YPG spokesperson Redur Xelil told Al-Monitor that the YPG considers Jabhat al-Akrad as “true revolutionary forces inside the Free Syrian Army. In Aleppo, they fought against the regime. We have good relations with Jabhat al-Akrad. They support us, and we support them. We are different entities, and we are different forces.”

When the Jabhat al-Akrad fighter Mohammed Ziad was buried in Afrin on March 3, YPG fighters were present at the funeral. Nonetheless, FSA rebels say that Jabhat al-Akrad is not part of the YPG or PKK to avoid controversy, as they still believe the YPG works with the Syrian regime, despite clashes in Qamishli between the regime and the YPG on March 11.
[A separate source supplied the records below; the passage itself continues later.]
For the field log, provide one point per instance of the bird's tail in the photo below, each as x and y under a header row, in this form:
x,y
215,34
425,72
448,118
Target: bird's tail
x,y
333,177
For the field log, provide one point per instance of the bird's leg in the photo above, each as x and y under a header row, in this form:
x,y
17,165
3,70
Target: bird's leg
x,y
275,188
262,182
Rebel cooperation with the Kurds has prompted accusations by ISIS against the al-Qaeda affiliate Jabhat al-Nusra that it is working with the PKK and other non-Islamist groups. The ISIS has tried to use this as justification for suicide attacks against other jihadi groups and to damage their image among jihad proponents, suggesting that Nusra has no qualms about working with secular groups. 
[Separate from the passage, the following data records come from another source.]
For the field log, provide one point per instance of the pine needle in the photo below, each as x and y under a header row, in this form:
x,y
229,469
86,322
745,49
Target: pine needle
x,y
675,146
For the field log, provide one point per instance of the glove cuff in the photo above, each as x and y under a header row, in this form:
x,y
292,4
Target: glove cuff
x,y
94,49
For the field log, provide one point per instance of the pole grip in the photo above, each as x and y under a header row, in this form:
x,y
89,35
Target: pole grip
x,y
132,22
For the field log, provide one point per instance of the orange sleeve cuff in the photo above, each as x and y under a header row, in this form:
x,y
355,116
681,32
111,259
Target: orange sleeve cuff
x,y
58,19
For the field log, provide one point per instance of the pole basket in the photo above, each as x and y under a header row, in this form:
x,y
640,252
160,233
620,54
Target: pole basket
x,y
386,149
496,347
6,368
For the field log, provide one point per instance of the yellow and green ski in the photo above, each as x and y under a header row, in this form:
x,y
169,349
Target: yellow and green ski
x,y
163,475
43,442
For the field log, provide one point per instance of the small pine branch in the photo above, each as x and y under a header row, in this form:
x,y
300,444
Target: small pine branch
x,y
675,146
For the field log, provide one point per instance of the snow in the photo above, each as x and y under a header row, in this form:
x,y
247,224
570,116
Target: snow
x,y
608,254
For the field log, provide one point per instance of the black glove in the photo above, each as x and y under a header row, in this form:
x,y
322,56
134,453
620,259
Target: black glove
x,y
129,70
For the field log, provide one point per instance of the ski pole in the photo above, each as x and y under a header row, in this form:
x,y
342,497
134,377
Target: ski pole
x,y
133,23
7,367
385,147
A video from Raqqa released by ISIS shows a fighter from the FSA faction Liwa Thuwar al-Raqqa, previously affiliated with Jabhat al-Nusra, confessing to working with the PKK.
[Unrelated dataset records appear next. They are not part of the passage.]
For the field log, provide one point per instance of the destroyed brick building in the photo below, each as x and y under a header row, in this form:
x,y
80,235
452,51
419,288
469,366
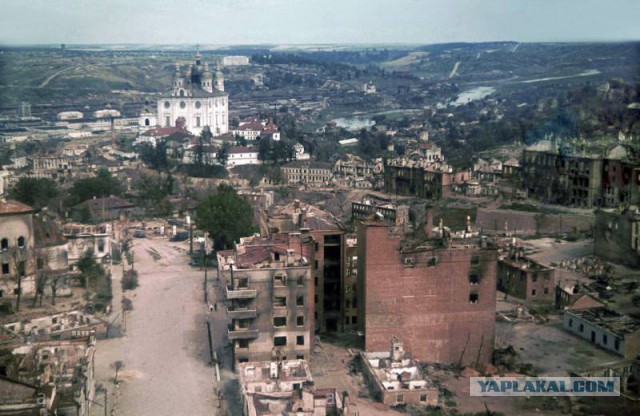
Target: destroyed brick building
x,y
616,236
571,174
270,293
397,378
439,296
60,374
524,278
284,388
392,214
17,255
328,244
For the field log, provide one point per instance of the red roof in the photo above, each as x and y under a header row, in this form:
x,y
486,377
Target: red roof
x,y
164,131
13,207
242,149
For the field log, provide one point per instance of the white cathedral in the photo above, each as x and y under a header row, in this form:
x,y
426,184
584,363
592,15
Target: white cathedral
x,y
195,102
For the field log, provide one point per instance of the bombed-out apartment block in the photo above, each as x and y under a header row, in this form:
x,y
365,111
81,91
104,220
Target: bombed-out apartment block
x,y
607,329
391,214
17,254
328,267
397,378
616,236
437,296
269,295
524,278
574,295
284,388
64,325
48,378
82,238
571,174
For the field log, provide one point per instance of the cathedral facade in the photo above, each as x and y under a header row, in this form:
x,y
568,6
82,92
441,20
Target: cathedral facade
x,y
196,101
ISIS member Abu Dujana AlMuhajir asked on Twitter, “Was it Manbij or Jarabulus in mid Jan when Dawlah [ISIS] was defending against Jabhat Islamiyya [the Islamic Front], FSA, PKK and the gov all at once?” 

Meanwhile, Sheruan Hassan, a PYD member in Europe, denies that the Kurds are working with Jabhat al-Nusra. “We can never work together as a result of their ideology. Nusra was the first group to attack us in Serikaniye [Ras al-Ain].”

The YPG called for a dialogue among all sides after ISIS suicide bombers hit Qamishli on March 11, which coincided with clashes with the regime in Qamishli and attacks by the ISIS against Kobani and Afrin on the same day. It implored, “[We] call on the sides concerned, and in particular the Baathist regime, the armed men from ISIS, and all those who think of attacking these areas, to refrain from testing our response and to read what we truly indicated. Once again we stress the necessity for peaceful coexistence and brotherhood among all Syrian groups, and we will work by every means we can to ingrain this culture in every place we can.”